すごいタイトルだな。小川さんが好きなので読んだ。

人は、生きていくうえで難しい現実をどうやって受け入れていくかということに直面した時に、それをありのままの形では到底受け入れがたいので、自分の心の形に合うように、その人なりに現実を物語化して記憶にしていくという作業を、必ずやっていると思うんです。

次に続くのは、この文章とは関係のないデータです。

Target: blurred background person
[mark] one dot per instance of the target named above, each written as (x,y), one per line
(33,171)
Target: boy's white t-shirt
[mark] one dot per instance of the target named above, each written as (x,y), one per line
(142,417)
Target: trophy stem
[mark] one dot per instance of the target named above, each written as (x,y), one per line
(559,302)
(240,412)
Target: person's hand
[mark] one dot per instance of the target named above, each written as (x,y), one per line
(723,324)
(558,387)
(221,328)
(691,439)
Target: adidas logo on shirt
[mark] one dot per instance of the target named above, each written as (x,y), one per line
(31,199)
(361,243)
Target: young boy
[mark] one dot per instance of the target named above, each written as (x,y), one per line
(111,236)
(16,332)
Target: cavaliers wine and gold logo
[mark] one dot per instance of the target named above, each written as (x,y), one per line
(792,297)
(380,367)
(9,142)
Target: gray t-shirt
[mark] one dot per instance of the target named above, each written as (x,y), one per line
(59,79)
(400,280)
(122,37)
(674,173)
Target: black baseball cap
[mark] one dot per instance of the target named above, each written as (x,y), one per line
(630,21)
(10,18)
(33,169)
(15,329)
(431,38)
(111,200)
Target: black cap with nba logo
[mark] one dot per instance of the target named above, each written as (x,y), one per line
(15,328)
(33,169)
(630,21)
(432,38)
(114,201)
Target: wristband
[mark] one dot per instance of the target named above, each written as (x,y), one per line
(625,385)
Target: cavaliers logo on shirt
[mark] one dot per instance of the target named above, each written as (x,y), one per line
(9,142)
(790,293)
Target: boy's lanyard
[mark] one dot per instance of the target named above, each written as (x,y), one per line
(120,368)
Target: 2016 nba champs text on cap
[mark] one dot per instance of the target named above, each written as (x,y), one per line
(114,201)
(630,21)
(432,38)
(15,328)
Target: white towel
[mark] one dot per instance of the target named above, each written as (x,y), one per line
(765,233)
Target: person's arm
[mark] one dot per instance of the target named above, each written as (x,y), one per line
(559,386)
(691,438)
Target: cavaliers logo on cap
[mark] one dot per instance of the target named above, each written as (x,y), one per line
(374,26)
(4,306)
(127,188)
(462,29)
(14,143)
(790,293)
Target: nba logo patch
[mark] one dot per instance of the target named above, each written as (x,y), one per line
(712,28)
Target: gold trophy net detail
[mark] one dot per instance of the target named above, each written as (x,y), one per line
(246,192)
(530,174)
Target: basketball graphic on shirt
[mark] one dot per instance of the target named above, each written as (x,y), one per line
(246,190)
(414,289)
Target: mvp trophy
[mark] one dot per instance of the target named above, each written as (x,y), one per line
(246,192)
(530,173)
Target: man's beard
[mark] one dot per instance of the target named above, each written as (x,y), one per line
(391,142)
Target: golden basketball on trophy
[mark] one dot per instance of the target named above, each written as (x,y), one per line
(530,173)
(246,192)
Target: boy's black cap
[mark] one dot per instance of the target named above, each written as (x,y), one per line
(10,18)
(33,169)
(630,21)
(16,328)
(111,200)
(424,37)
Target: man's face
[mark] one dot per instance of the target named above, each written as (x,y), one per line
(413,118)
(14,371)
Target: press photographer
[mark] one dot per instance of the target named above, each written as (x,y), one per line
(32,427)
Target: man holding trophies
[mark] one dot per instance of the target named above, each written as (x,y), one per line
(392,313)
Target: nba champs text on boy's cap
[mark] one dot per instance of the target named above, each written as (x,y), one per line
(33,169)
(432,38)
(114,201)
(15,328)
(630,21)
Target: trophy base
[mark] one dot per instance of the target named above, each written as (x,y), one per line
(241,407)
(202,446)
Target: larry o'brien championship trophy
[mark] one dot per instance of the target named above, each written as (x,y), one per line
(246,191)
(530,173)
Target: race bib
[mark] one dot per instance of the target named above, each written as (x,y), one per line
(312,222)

小説で一人の人間を表現しようとするとき、作家は、その人がそれまで積み重ねてきた記憶を、言葉の形、お話の形で取り出して、再確認するために書いているという気がします。

『生きるとは、自分の物語をつくること(pp.47~48, 小川洋子, 河合隼雄, 新潮文庫)』

 小説がすごく好きな子供って、みんな自分の人生をひとつの物語のように見たりすると思う。そういうのって大人になってまでやってるとちょっとおかしいんじゃないかと思われたりしそうだけれど、人間って誰でも物語を作って生きているんだし、むしろ自覚的になることは大切じゃないかと思う。

気になること

 十九歳の時期に読んだから考えてしまうのだけど、「大人になる」ことに対する絶対的な信頼って間違っているんじゃないかと思う時がある。例えば子供の頃、厨二病は痛い、とかいう意見を聞いて、「他人に迷惑かけないならその人の自由では?」と思ってた頃の方が正しかったな、と思う時とか。大人の世界では常識で考えて「痛い」振る舞いをしたら、それは良くないことなのだろう。子供の頃の方が、本当は賢かった。大人になるほど常識とかしきたりだけを信奉して、自分では何も考えなくなる。人の立場に立って考えられなくなる。誰しもが、こういう大人になる?

『彼と彼女(森遙子)』

 文章がすごく良かった。奔放な思考をそのまま写しとったような文章で、とても洗練されて、洒脱な印象を与える。
 でも、不思議な小説だった。この人の本は初めて読んだ。どうもお互いにうまくいかない男女の恋愛の短い話がたくさん入っている。しかし、どの作品も強烈に女のひとは男性を、男性は女のひとを求めていて、その理由はわたしには分からない。その理由が分からないと、どうしようもないのだろうか。そういう異性に向ける衝動は、どこかドラマ(観たことないけど)とか、ポピュラー音楽の世界の感性っぽいイメージ。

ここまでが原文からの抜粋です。